-
1. Re: JAAS Authentication and the actor
norman.richards Jul 23, 2007 11:52 AM (in response to harpritt)Why can't you do that in your authenticate method?
-
2. Re: JAAS Authentication and the actor
harpritt Jul 23, 2007 4:00 PM (in response to harpritt)hi man
i was under the impression (i was told by my senior ...hahah) that authenticator was a default class.
...... -
3. Re: JAAS Authentication and the actor
harpritt Jul 23, 2007 5:05 PM (in response to harpritt)Hi again
so am i right in saying that in the case below SMSLDAP will be used to authenticate the user trying to login and then the authenticator.authenticate method is called, and it is here that i can add my roles to the actor object.<security:identity authenticate-method="#{authenticator.authenticate}" jaas-config-name="SMSLDAP"/>
because otherwise i dont see what purpose the authenticator.authenticate method serves.
Im a noob .... i know... i hate secuirity.... i prefer unreal tournament and beer...
cheers again lads -
4. Re: JAAS Authentication and the actor
shane.bryzak Jul 23, 2007 6:06 PM (in response to harpritt)The authenticate-method and jaas-config-name options are mutually exclusive, i.e. if you specify a jaas-config-name (instead of using the default SeamLoginModule) then JAAS authentication will be done using that configuration and the method configured with authenticate-method won't be called.
If you just want to run some code after authentication is done you can create a org.jboss.seam.postAuthenticate event to do that. See chapter 5 of the reference docs for more info on events. -
5. Re: JAAS Authentication and the actor
harpritt Jul 24, 2007 4:17 AM (in response to harpritt)Shane
Your a flipping star
nice one mate!
youve saved me a real headache... i must have looked all over and asked everyone what the deal was with the doc examples with having BOTH the authenticate-method and jass-config-name... like this...<security:identity authenticate-method="#{authenticator.authenticate}" jaas-config-name="SMSLDAP" />
....its off to chapter 5 we go..... hiiiiiii hooooooooooooooooooo
Cheers again -
6. Re: JAAS Authentication and the actor
harpritt Jul 24, 2007 6:43 AM (in response to harpritt)Done and double done
<!--security:identity authenticate-method="#{login.login}"/--> <security:identity jaas-config-name="SMSLDAP"/> <!-- this is cool, it allows us to specify a method to call after the user is authenticated we will use this to populate our actor object--> <event type="org.jboss.seam.postAuthenticate"> <action expression="#{login.login}"/> </event>
-
7. Re: JAAS Authentication and the actor
harpritt Jul 24, 2007 9:18 AM (in response to harpritt)Hope this helps another poor sole...

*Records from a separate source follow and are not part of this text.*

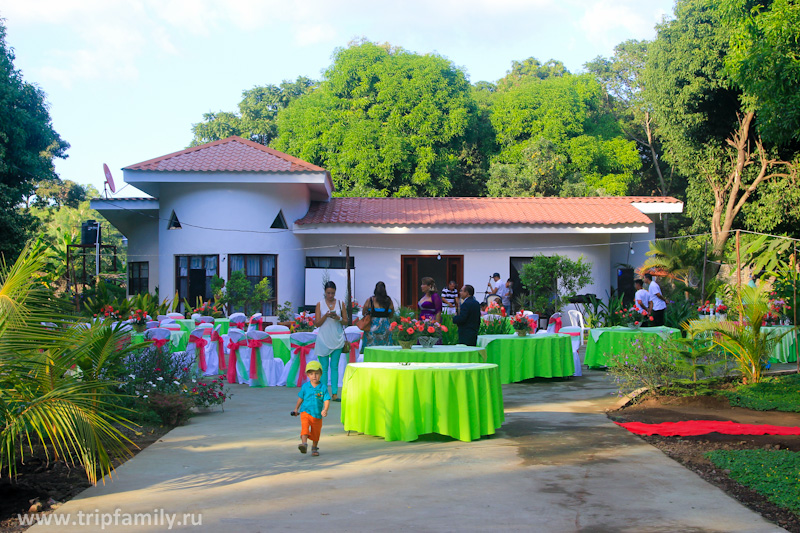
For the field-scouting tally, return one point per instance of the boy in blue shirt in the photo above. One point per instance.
(312, 405)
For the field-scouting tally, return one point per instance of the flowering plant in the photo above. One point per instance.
(107, 311)
(634, 317)
(494, 308)
(520, 322)
(208, 393)
(138, 318)
(304, 322)
(407, 329)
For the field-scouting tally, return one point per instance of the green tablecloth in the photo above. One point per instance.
(402, 402)
(188, 325)
(531, 356)
(618, 339)
(178, 340)
(785, 351)
(418, 354)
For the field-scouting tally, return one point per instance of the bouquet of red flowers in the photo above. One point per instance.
(520, 322)
(304, 322)
(634, 317)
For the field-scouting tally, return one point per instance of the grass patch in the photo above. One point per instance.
(779, 393)
(773, 473)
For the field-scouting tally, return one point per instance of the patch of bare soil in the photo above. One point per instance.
(689, 451)
(42, 485)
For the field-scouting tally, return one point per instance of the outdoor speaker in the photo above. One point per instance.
(625, 284)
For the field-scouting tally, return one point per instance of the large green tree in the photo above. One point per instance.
(707, 121)
(556, 137)
(384, 122)
(257, 116)
(28, 145)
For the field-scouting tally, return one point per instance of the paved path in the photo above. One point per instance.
(557, 465)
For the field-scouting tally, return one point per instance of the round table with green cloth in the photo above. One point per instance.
(400, 401)
(178, 340)
(785, 351)
(618, 339)
(188, 325)
(531, 356)
(417, 354)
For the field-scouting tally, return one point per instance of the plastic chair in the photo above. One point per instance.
(302, 346)
(262, 360)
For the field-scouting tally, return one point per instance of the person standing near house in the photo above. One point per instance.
(450, 299)
(330, 337)
(642, 297)
(657, 301)
(378, 311)
(430, 305)
(468, 319)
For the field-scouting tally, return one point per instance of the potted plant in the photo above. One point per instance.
(406, 331)
(431, 333)
(522, 324)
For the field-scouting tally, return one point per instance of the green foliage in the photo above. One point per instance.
(777, 393)
(28, 145)
(745, 342)
(772, 473)
(384, 122)
(553, 279)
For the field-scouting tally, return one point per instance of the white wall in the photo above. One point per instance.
(233, 208)
(483, 255)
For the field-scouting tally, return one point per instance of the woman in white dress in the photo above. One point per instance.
(330, 338)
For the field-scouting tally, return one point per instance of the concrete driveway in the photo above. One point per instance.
(557, 464)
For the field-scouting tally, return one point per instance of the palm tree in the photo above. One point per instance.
(44, 398)
(745, 341)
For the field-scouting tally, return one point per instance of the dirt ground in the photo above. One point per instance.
(52, 483)
(689, 451)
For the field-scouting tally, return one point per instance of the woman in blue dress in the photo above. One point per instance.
(380, 309)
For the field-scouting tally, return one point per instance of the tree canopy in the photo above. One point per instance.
(28, 145)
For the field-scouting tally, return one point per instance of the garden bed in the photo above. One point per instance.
(54, 481)
(690, 451)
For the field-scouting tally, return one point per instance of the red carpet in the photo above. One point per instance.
(701, 427)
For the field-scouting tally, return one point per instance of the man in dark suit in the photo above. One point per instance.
(469, 319)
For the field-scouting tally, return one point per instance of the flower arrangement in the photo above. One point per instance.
(634, 317)
(303, 322)
(406, 330)
(107, 311)
(522, 324)
(494, 308)
(208, 393)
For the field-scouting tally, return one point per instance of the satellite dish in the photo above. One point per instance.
(109, 179)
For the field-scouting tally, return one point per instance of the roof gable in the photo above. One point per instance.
(233, 154)
(595, 211)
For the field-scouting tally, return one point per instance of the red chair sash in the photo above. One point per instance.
(354, 350)
(215, 336)
(232, 347)
(302, 350)
(200, 347)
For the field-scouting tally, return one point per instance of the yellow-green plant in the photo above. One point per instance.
(744, 340)
(53, 389)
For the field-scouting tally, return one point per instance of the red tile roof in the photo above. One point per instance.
(595, 211)
(233, 154)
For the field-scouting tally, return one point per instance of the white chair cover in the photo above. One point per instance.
(302, 337)
(273, 368)
(212, 361)
(353, 335)
(242, 358)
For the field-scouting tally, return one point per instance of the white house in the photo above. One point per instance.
(237, 205)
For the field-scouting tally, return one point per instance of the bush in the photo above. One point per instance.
(773, 473)
(773, 393)
(174, 409)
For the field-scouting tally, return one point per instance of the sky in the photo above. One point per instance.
(126, 79)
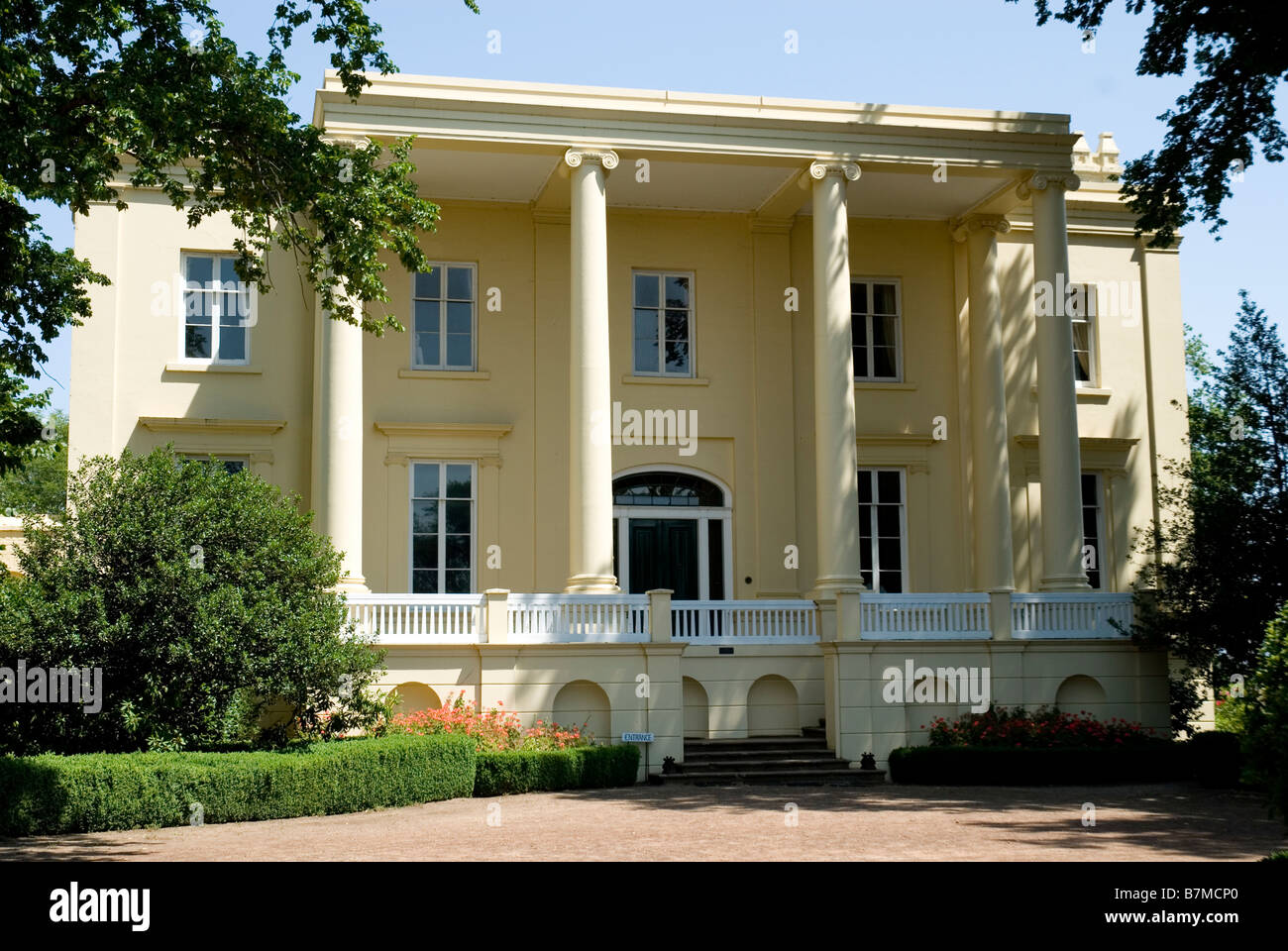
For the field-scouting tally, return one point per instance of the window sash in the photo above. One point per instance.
(441, 304)
(657, 335)
(218, 316)
(441, 544)
(867, 350)
(884, 514)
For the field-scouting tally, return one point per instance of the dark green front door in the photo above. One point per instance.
(665, 555)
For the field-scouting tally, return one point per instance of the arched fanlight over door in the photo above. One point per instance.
(673, 530)
(671, 488)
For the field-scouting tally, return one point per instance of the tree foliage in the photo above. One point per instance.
(1223, 539)
(151, 93)
(1216, 127)
(204, 596)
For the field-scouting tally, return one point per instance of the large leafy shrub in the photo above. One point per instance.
(51, 793)
(1266, 740)
(202, 595)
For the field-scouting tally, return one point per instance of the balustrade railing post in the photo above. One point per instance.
(494, 616)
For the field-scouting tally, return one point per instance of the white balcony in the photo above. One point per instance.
(399, 620)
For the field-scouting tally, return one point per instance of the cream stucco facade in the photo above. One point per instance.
(794, 239)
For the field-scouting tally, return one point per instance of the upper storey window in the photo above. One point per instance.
(218, 309)
(662, 324)
(876, 330)
(445, 317)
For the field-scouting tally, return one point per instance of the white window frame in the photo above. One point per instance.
(1102, 543)
(442, 521)
(661, 322)
(442, 318)
(903, 527)
(214, 317)
(1091, 320)
(898, 329)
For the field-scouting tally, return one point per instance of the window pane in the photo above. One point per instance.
(426, 317)
(458, 552)
(196, 342)
(458, 517)
(460, 283)
(678, 356)
(645, 290)
(883, 299)
(424, 551)
(888, 521)
(425, 480)
(888, 486)
(426, 350)
(883, 363)
(889, 552)
(677, 291)
(459, 482)
(460, 317)
(429, 285)
(424, 517)
(200, 269)
(459, 351)
(858, 298)
(232, 343)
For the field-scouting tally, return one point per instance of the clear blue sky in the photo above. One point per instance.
(970, 53)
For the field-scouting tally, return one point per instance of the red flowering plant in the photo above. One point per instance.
(492, 729)
(1043, 728)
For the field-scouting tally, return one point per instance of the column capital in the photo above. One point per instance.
(964, 226)
(1041, 180)
(576, 155)
(822, 167)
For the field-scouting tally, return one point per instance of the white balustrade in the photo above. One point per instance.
(420, 619)
(1052, 615)
(750, 621)
(558, 619)
(923, 616)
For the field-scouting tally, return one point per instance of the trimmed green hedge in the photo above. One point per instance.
(966, 766)
(42, 795)
(535, 771)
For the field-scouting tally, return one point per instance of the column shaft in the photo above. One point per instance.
(590, 451)
(836, 464)
(1059, 458)
(991, 464)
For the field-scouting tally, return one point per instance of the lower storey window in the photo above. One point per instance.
(442, 527)
(881, 530)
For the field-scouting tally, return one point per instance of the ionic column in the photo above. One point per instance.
(991, 466)
(338, 441)
(836, 463)
(1059, 458)
(590, 451)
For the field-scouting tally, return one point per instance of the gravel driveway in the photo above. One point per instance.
(1151, 822)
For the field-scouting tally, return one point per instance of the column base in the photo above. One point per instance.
(827, 587)
(1064, 582)
(591, 583)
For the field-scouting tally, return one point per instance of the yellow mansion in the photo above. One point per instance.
(716, 416)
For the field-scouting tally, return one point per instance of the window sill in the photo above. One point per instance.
(184, 368)
(885, 384)
(1086, 394)
(668, 380)
(445, 373)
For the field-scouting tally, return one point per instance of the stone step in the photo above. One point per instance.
(778, 778)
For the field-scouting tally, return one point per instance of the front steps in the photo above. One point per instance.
(771, 761)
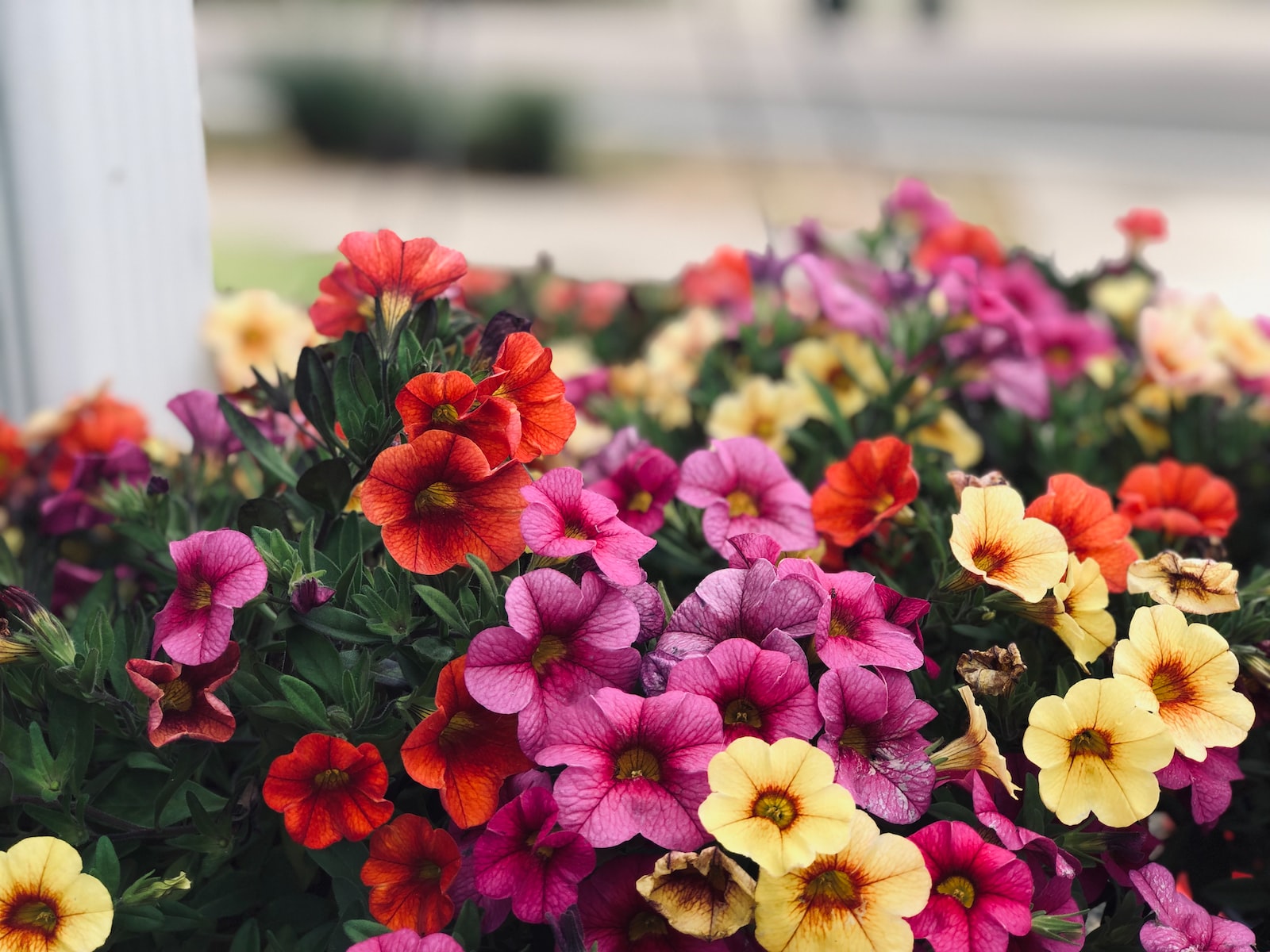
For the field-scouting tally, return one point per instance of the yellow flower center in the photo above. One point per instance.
(959, 888)
(177, 696)
(1090, 742)
(741, 503)
(550, 649)
(438, 495)
(776, 806)
(330, 778)
(641, 501)
(635, 763)
(743, 711)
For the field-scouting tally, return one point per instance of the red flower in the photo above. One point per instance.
(327, 790)
(454, 403)
(437, 501)
(1179, 501)
(464, 750)
(183, 704)
(1090, 524)
(412, 865)
(546, 418)
(859, 494)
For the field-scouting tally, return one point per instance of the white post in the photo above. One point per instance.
(105, 249)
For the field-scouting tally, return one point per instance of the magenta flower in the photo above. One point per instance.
(872, 723)
(520, 857)
(736, 603)
(759, 693)
(634, 766)
(745, 488)
(216, 573)
(851, 628)
(979, 892)
(563, 520)
(1181, 924)
(565, 641)
(641, 488)
(1210, 782)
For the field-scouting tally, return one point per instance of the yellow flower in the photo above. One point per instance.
(48, 903)
(976, 749)
(1098, 752)
(845, 363)
(776, 803)
(705, 895)
(854, 899)
(1193, 585)
(995, 543)
(761, 408)
(256, 329)
(1187, 673)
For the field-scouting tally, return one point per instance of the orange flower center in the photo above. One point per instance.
(550, 649)
(743, 711)
(959, 888)
(741, 503)
(177, 696)
(635, 763)
(438, 495)
(1090, 742)
(330, 778)
(641, 503)
(778, 806)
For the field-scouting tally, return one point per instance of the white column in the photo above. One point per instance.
(105, 249)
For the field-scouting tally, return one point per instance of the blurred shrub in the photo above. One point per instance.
(349, 109)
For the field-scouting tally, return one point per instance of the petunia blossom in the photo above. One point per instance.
(634, 766)
(564, 641)
(521, 856)
(745, 488)
(216, 573)
(759, 693)
(872, 723)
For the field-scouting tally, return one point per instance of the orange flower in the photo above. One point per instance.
(1178, 501)
(412, 865)
(1091, 527)
(327, 790)
(454, 403)
(546, 418)
(464, 750)
(438, 501)
(874, 482)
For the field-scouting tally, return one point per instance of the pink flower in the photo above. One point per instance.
(563, 520)
(564, 643)
(216, 573)
(1181, 923)
(634, 766)
(759, 693)
(1210, 782)
(979, 892)
(518, 856)
(745, 488)
(852, 628)
(870, 731)
(641, 488)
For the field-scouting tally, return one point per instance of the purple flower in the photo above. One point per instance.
(745, 488)
(1181, 924)
(563, 644)
(563, 520)
(870, 731)
(520, 857)
(760, 693)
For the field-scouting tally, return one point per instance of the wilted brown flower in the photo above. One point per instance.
(705, 895)
(995, 672)
(1193, 585)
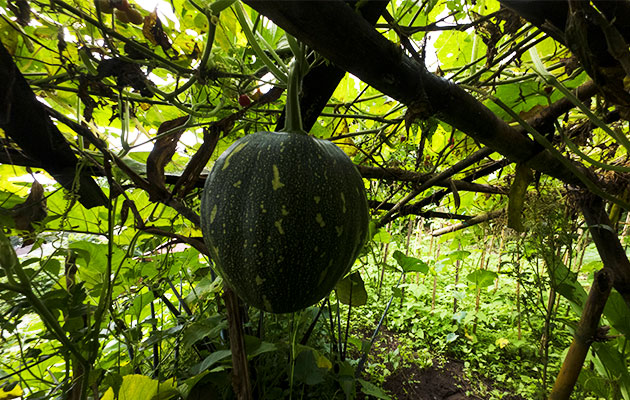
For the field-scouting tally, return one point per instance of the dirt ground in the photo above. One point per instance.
(446, 381)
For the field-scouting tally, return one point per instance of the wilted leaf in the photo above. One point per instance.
(382, 236)
(32, 210)
(164, 149)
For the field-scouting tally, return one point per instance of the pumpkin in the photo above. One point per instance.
(284, 216)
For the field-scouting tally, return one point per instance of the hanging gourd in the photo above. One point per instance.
(284, 214)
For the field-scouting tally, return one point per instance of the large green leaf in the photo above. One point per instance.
(482, 278)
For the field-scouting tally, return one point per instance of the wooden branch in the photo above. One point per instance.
(585, 334)
(347, 40)
(374, 204)
(459, 166)
(610, 249)
(240, 367)
(402, 175)
(25, 120)
(321, 80)
(473, 221)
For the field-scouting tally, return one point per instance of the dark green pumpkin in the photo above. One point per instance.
(284, 216)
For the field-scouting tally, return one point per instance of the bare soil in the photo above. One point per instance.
(441, 381)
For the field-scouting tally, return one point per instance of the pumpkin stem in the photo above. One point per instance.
(293, 116)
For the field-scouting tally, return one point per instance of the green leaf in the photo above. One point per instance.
(210, 361)
(255, 346)
(458, 255)
(516, 197)
(410, 264)
(451, 337)
(351, 290)
(306, 369)
(482, 278)
(209, 327)
(382, 236)
(140, 387)
(371, 389)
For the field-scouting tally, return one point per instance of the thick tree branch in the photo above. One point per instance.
(372, 58)
(585, 334)
(472, 221)
(608, 245)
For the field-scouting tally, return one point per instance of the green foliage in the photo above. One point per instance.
(123, 302)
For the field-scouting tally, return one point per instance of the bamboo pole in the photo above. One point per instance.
(240, 368)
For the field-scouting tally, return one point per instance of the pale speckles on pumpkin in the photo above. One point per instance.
(236, 150)
(320, 220)
(275, 183)
(213, 213)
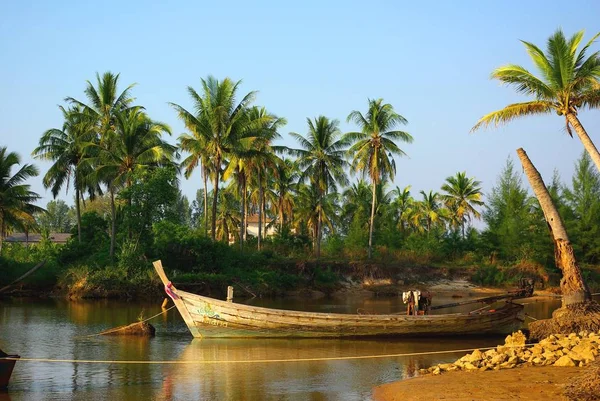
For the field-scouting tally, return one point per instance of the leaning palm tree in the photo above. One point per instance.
(135, 145)
(196, 144)
(463, 195)
(321, 160)
(284, 185)
(374, 146)
(222, 120)
(568, 81)
(16, 199)
(66, 148)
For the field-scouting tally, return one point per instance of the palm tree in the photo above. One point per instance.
(403, 205)
(16, 199)
(105, 102)
(135, 145)
(196, 144)
(463, 194)
(569, 80)
(222, 120)
(284, 185)
(66, 147)
(322, 161)
(374, 146)
(429, 211)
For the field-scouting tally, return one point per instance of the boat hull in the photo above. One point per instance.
(208, 317)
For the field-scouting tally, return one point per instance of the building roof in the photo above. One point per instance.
(58, 238)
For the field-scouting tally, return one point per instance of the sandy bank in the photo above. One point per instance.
(525, 383)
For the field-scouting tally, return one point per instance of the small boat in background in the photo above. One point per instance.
(7, 363)
(208, 317)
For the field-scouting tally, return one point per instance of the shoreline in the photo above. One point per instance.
(524, 383)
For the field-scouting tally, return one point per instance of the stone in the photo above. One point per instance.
(564, 361)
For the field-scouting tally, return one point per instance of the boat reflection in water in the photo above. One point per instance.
(296, 369)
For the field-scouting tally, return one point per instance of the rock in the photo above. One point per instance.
(499, 358)
(564, 361)
(477, 355)
(469, 366)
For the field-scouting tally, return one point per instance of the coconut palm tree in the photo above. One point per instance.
(196, 144)
(321, 160)
(463, 195)
(374, 147)
(568, 81)
(135, 145)
(16, 199)
(403, 205)
(285, 180)
(223, 121)
(66, 148)
(428, 211)
(105, 102)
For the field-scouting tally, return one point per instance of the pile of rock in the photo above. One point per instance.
(557, 350)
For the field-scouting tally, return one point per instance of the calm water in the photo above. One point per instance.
(55, 328)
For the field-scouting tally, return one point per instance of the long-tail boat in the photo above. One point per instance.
(7, 363)
(208, 317)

this is how i populate my actor object from the identity
public boolean login() {
actor.setId(identity.getUsername());
Iterator principleItr = identity.getSubject().getPrincipals().iterator();
while(principleItr.hasNext()){
Object principle = principleItr.next();
if (principle instanceof SimpleGroup){
SimpleGroup simpleGroup = (SimpleGroup) principle;
Enumeration simpleGroupMembers = simpleGroup.members();
while(simpleGroupMembers.hasMoreElements()){
SimplePrincipal aPrincipal = (SimplePrincipal)simpleGroupMembers.nextElement();
actor.getGroupActorIds().add(aPrincipal.getName());
}
}
}
return true;
} -
8. Re: JAAS Authentication and the actor
jgeraert Oct 20, 2007 1:22 AM (in response to harpritt)Thank you for helping this poor sole :)
I think this should go into documentation ...
Best regards,
Jo -
9. Re: JAAS Authentication and the actor
pmuir Oct 23, 2007 7:21 AM (in response to harpritt)Fee free to create a page on the wiki to hold this information.